Again, I’ve rather strayed from the plot but not without gaining a bit of valuable experience. This is just one of several sheets, most using the lighter grey background but all both grasping and failing to grasp the purpose of the task.
I have three kinds of yellow and two of red. Some of these are student grade (the second and third yellow and the second red – all Royal Langnickel) which means their pigment load is not high, and two are professional grade (first yellow and first red – both Winsor and Newton). The brightest yellow and deepest red are the pro-grade paints but mixed they make, to my eye, a shade resembling decaying meat.
I’m not sure of the rationale for the grey ground as it takes the luminosity out of the paint, but I think the contrast effects are demonstrated across the four grades of tone, with that of the yellows diminishing and the reds increasing as the ground lightens. Maybe that’s the objective.
Definitely preferring the blue/yellow/green series’; also the lighter grey ground. Found myself mixing on a palette knife which somehow worked better than an actual palette for these small amounts. I hate to waste paint though so some other pages have taken up the slack.
I understand the principles of mixing and of tone, and the issue of contrast and luminance, but I do find it hard to become involved in tasks that have no essential meaning, no ‘why’ to underpin the effects beyond observing the task itself. This may come back to bite me but if it does, I know what to do – get back on it!

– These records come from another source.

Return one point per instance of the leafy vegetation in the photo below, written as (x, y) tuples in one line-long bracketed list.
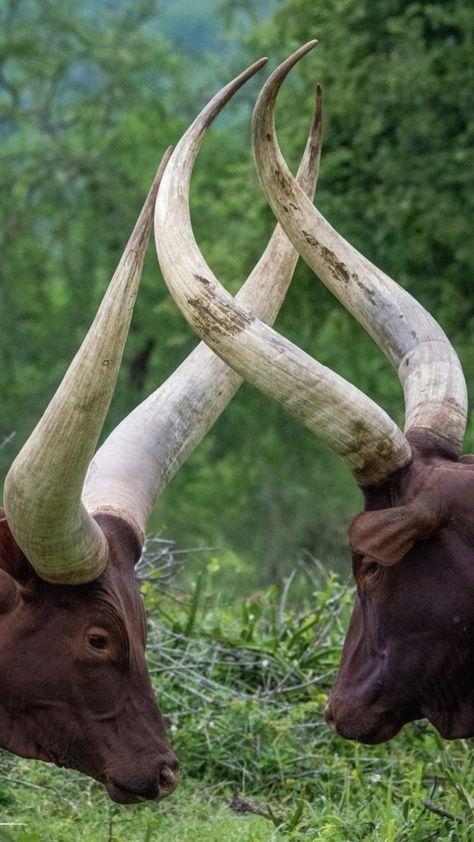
[(90, 95)]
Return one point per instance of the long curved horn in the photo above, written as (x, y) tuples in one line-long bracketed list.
[(42, 494), (143, 453), (428, 367), (353, 425)]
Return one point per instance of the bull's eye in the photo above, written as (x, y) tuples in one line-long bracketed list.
[(371, 570), (97, 641)]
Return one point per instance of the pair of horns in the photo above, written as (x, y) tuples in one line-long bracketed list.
[(56, 485), (353, 425)]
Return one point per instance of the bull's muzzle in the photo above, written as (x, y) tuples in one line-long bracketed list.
[(140, 784)]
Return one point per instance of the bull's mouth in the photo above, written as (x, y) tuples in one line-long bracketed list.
[(152, 790), (363, 728)]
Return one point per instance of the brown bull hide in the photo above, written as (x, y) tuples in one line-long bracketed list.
[(75, 688), (409, 650)]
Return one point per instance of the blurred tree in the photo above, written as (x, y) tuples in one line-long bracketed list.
[(91, 94)]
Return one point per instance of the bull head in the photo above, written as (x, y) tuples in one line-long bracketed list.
[(75, 688), (409, 650)]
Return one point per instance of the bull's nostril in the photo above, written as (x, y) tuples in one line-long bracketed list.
[(329, 717), (168, 780)]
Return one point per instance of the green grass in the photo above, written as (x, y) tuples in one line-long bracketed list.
[(244, 686)]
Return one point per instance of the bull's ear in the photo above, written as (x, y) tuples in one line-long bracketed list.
[(387, 535), (12, 560)]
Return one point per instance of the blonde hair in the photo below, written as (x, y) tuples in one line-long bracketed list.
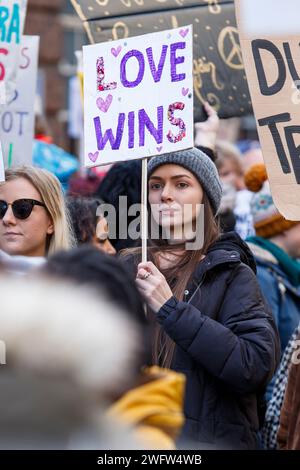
[(52, 196)]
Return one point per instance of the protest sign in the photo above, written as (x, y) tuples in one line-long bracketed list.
[(12, 18), (138, 96), (2, 176), (272, 61), (17, 117), (218, 70)]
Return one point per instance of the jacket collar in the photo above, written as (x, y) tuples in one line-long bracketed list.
[(216, 259)]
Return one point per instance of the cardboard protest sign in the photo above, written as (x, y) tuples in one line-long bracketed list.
[(218, 70), (272, 61), (12, 18), (138, 96), (2, 176), (17, 117)]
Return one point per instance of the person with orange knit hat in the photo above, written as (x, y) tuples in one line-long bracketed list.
[(276, 248)]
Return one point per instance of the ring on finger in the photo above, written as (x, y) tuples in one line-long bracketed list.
[(146, 276)]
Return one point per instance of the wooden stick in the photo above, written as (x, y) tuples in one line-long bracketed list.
[(144, 215)]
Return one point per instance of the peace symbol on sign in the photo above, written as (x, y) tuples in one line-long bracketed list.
[(230, 49)]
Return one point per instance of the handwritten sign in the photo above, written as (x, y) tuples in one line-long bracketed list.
[(218, 70), (12, 17), (272, 61), (2, 174), (138, 96), (17, 117)]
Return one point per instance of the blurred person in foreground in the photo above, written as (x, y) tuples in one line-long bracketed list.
[(62, 367), (152, 402), (89, 224), (276, 248)]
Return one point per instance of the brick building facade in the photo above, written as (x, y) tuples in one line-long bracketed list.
[(60, 33)]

On the matter of colour perception, these papers via the British Psychological Society’s Research Digest, which summarises significant pieces of research and links to the original paper, deal with some interesting themes.
This one, by staff writer Emma Young, talks about how people blind for birth can learn to perceive colour. Original research by Striem-Amit, Wang, Bi, and Caramazza (2018).
Another, also by Emma Young, discusses the impact of language on colour perception. Original research by Maier and Rahman 2018.
And this one by Christian Jarrett details the brain scan research relating to the blue/black gold/white dress phenomenon. Original research by Schlaffke, L., Golisch, A., Haag, L., Lenz, M., Heba, S., Lissek, S., Schmidt-Wilcke, T., Eysel, U., & Tegenthoff, M. (2015).